Friday afternoon, when I knew she was in transit, I used the payphone and called gipsieee to give her the payphone number. It's a good thing that I did, because much later that night, she called it back. She'd made a small transcription error in the directions, and was afraid that she was almost in Boston. Fortunately, she wasn't too far off course, and zzbottom was able to figure out where she was and what the mistake was, and talk her back on course. At just after midnight, she finally pulled in, tired and quivering from stress. I setup her sleeping bag into a warm tent, and helped her fall asleep.

I did make it to the swimming hole on Saturday. The water was still a bit high and cold, so I avoided getting too deep. (The more in shape I get, the less well I float). Instead I waded around, sunned myself on the rocks, and enjoyed the views and the conversations.

Sunday was the last day. After all the dew burned away, I packed up my gear. And discovered that the car keys were missing. I had been so careful with them, keeping them in the gearchest when I wasn't using them. I determined that I wouldn't panic until all my gear was packed and it was time to leave. I could feel the panic start to rise when Bethieee found them. Plugged into the keyslot of the trunk. Which I had opened that morning. D'oh!

It was so nice to see Bethieee again,

Mark and Bethieee
Click to enlarge.
and introduce her to all my friends on this coast. It was a nice convergence, someone from my "Seattle life" seeing what I have kept of my "Boston life". She seemed to have a great time, and socialized well with the other campers.

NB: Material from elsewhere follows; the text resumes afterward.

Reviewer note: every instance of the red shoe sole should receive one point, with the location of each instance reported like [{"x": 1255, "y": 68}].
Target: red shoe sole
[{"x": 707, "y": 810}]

After the last pass of policing the grounds and packing up all the gear, the staff crew convoyed back to Northampton, to have our traditional wrap-up meeting, soaking in the hot tubs at East Heaven.

Yesterday, Monday evening, I went out to dinner with several of the staff crew. I got to meet one of zzbottom's gfs (I don't know her LJ name, if any). I gave my final goodbye hugs to them, until I see them all again next year. Tho maybe onemintjulep may be coming to Seattle in a month or so. I've been keeping busy spending time with judyg, composing this lj entry, selecting photos (and learning how to do photostitching to make panoramic images), running errands, returning the car, and arranging for FedEx to pickup and ship my camping gear back to Seattle.

Tomorrow evening, I fly back to Seattle. Whew!